US 11,748,449 B2
Data processing method, data processing apparatus, electronic device and storage medium
Yao Zhou, Beijing (CN); Guowei Wan, Beijing (CN); Shenhua Hou, Beijing (CN); and Shiyu Song, Beijing (CN)
Assigned to Beijing Baidu Netcom Science and Technology Co., Ltd., Beijing (CN)
Filed by Beijing Baidu Netcom Science and Technology Co., Ltd., Beijing (CN)
Filed on Nov. 25, 2020, as Appl. No. 17/105,027.
Prior Publication US 2022/0164603 A1, May 26, 2022
Int. Cl. G06V 10/22 (2022.01); G06F 18/214 (2023.01); G06N 3/08 (2023.01); G06F 18/22 (2023.01); G06F 18/2415 (2023.01)
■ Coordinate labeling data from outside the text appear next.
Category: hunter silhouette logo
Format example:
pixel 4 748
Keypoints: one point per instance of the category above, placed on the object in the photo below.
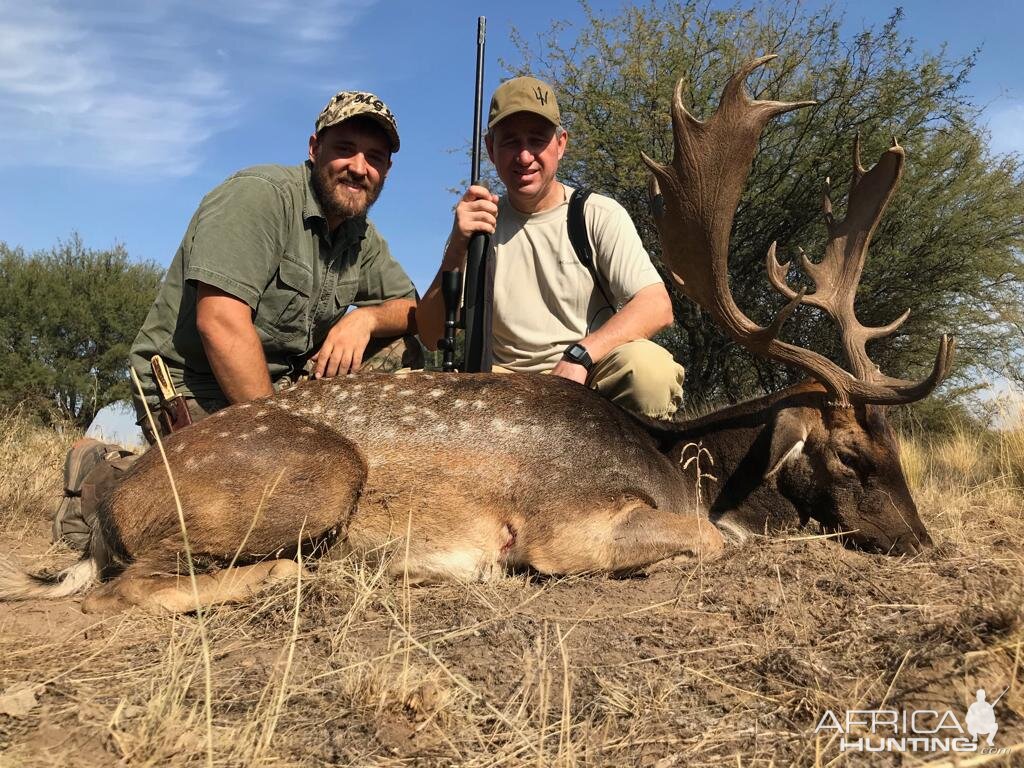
pixel 981 718
pixel 916 730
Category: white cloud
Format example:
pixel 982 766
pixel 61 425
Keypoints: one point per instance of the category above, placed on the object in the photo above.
pixel 139 86
pixel 1007 127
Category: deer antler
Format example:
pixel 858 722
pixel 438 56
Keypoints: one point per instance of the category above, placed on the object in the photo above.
pixel 837 276
pixel 701 187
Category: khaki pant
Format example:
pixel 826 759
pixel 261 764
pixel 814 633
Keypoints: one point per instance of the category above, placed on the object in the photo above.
pixel 638 376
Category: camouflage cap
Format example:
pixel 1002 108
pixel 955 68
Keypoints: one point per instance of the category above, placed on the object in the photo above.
pixel 346 104
pixel 523 94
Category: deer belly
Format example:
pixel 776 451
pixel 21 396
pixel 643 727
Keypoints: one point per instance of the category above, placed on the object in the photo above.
pixel 426 547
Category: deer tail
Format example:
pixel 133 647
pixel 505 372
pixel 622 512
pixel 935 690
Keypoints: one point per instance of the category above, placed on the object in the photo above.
pixel 17 584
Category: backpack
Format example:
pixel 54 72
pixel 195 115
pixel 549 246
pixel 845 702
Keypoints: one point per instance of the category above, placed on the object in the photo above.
pixel 577 225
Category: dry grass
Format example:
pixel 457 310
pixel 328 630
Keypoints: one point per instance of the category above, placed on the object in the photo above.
pixel 730 664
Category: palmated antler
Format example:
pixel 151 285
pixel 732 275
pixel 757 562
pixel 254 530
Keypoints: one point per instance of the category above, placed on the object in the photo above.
pixel 837 276
pixel 701 188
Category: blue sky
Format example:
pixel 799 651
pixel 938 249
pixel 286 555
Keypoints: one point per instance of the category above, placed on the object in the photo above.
pixel 117 117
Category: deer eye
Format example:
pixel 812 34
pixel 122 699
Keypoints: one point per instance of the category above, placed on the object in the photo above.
pixel 849 458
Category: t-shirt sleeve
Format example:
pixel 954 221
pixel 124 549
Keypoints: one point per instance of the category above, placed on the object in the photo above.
pixel 381 278
pixel 622 260
pixel 236 238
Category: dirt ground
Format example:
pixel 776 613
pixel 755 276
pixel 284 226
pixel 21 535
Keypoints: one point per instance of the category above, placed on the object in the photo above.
pixel 727 664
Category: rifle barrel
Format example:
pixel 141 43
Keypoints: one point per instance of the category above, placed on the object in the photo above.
pixel 481 34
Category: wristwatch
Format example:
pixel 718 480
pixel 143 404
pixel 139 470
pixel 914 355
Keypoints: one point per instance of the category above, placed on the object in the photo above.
pixel 578 353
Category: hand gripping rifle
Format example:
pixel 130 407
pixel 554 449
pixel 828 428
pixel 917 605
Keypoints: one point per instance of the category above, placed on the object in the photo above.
pixel 476 307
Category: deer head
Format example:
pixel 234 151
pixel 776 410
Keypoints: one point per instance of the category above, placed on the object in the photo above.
pixel 841 464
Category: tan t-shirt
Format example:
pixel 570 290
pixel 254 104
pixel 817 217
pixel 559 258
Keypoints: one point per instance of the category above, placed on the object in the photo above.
pixel 545 298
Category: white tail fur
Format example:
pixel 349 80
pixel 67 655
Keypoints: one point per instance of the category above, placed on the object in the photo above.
pixel 16 584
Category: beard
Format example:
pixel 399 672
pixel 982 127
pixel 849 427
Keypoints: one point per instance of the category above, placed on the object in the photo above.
pixel 339 202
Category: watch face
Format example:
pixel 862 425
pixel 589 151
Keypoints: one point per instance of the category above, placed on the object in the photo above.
pixel 579 354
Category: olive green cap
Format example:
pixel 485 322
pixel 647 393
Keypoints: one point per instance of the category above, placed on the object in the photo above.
pixel 346 104
pixel 523 94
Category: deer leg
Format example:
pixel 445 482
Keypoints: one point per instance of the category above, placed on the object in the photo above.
pixel 622 540
pixel 173 594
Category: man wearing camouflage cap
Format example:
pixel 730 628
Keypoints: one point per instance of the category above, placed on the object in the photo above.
pixel 259 290
pixel 271 261
pixel 551 312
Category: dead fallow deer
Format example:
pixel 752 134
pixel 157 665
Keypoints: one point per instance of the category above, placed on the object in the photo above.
pixel 468 476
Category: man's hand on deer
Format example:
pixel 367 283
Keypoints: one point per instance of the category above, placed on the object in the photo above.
pixel 342 350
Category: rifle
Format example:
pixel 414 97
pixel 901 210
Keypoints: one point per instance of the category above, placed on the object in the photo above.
pixel 476 307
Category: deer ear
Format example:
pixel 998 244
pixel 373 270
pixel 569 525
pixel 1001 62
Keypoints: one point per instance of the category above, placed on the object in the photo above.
pixel 787 437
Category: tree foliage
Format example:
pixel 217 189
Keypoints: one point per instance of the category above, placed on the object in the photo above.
pixel 68 317
pixel 949 247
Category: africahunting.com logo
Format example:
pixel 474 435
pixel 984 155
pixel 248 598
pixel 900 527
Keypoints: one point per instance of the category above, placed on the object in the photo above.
pixel 915 730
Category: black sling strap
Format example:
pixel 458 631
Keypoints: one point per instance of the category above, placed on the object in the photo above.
pixel 577 225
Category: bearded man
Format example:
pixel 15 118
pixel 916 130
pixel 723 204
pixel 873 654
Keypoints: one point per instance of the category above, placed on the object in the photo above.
pixel 258 294
pixel 273 258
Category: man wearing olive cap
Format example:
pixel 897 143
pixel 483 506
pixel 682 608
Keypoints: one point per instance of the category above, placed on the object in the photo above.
pixel 551 313
pixel 270 263
pixel 259 290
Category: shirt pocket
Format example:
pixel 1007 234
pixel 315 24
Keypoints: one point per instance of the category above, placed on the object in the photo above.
pixel 284 307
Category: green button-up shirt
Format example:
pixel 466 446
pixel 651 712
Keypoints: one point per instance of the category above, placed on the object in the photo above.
pixel 261 237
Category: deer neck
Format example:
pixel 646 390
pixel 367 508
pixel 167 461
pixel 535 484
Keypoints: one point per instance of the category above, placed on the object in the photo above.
pixel 725 454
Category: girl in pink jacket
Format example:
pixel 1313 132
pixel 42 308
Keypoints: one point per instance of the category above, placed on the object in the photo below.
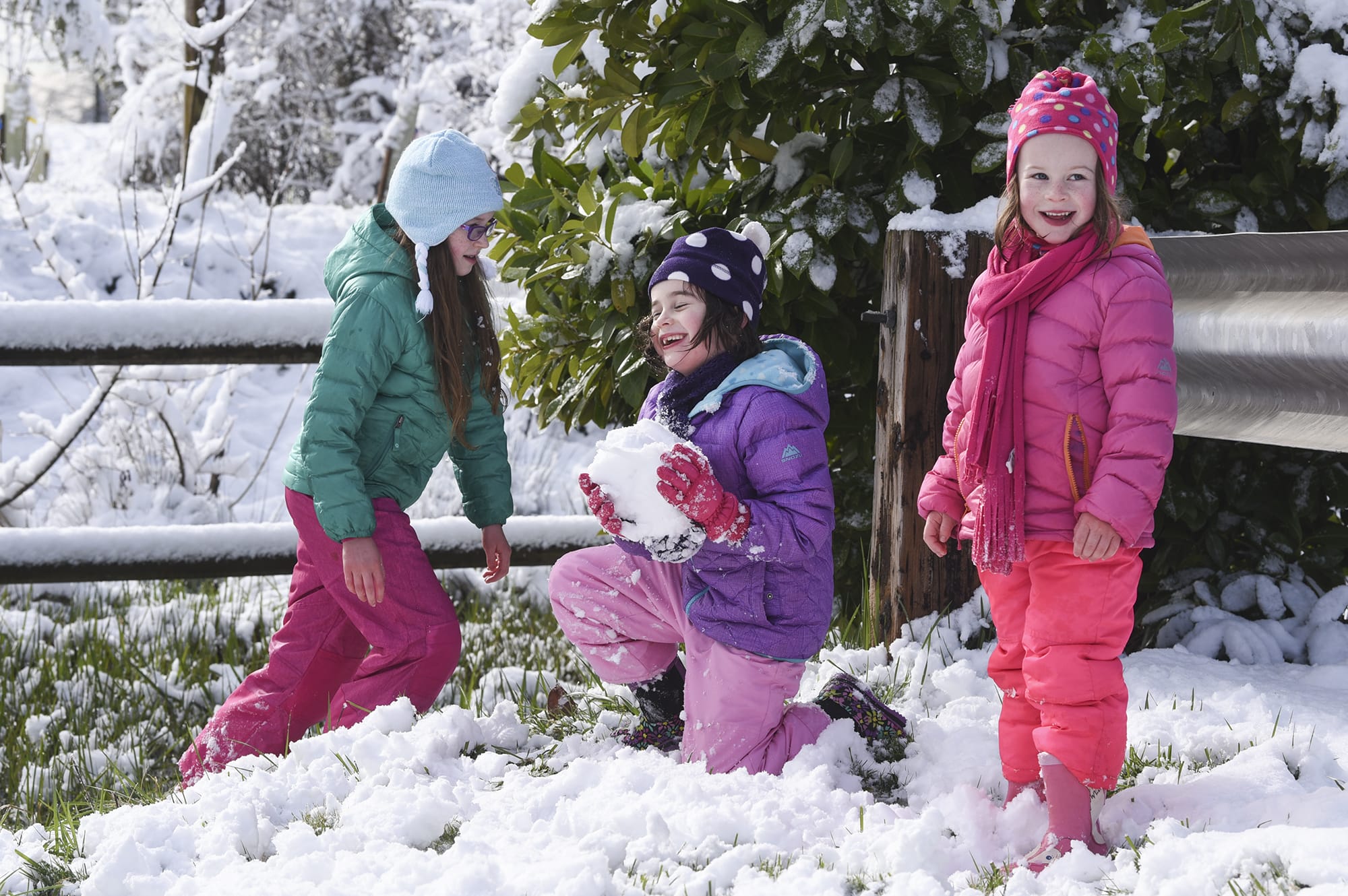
pixel 1062 420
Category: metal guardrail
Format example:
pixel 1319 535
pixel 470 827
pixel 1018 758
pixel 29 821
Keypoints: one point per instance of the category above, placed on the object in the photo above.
pixel 1262 336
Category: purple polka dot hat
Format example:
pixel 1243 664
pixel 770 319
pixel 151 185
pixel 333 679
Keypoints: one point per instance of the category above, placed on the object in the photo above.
pixel 1066 102
pixel 727 265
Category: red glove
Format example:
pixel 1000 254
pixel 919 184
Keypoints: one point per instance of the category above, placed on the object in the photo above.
pixel 602 506
pixel 688 483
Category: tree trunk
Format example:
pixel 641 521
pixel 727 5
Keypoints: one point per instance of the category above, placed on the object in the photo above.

CPC G06F 18/2148 (2023.01) [G06F 18/22 (2023.01); G06F 18/2415 (2023.01); G06N 3/08 (2013.01); G06V 10/22 (2022.01)] 20 Claims
OG exemplary drawing
 
1. A data processing method, comprising:
inputting a reference image and a captured image into a feature extraction model, respectively, to obtain a first descriptor map and a second descriptor map, the captured image being obtained by capturing an external environment from a vehicle when the vehicle is in a real pose, the reference image being obtained by pre-capturing the external environment by a capturing device;
obtaining, based on the first descriptor map, a set of reference descriptors corresponding to a set of keypoints in the reference image;
determining a plurality of sets of training descriptors corresponding to a set of spatial coordinates when the vehicle is in a plurality of training poses, respectively, the plurality of sets of training descriptors belonging to the second descriptor map, the set of spatial coordinates being determined based on the set of keypoints, the plurality of training poses being obtained by offsetting a known pose based on the real pose;
obtaining a predicted pose of the vehicle by inputting the plurality of training poses and a plurality of similarities into a pose prediction model, the plurality of similarities being between the plurality of sets of training descriptors and the set of reference descriptors; and
training the feature extraction model and the pose prediction model based on a metric representing a difference between the predicted pose and the real pose, in order to apply the trained feature extraction model and the trained pose prediction model to vehicle localization,
wherein one of the following:
the pose prediction model provides, based on the plurality of similarities, probabilities that the plurality of training poses are real poses, respectively, and the metric comprises a concentration of distribution of the probabilities; or
the pose prediction model generates a plurality of regularized similarities based on the plurality of similarities, and the metric is determined based on the plurality of regularized similarities.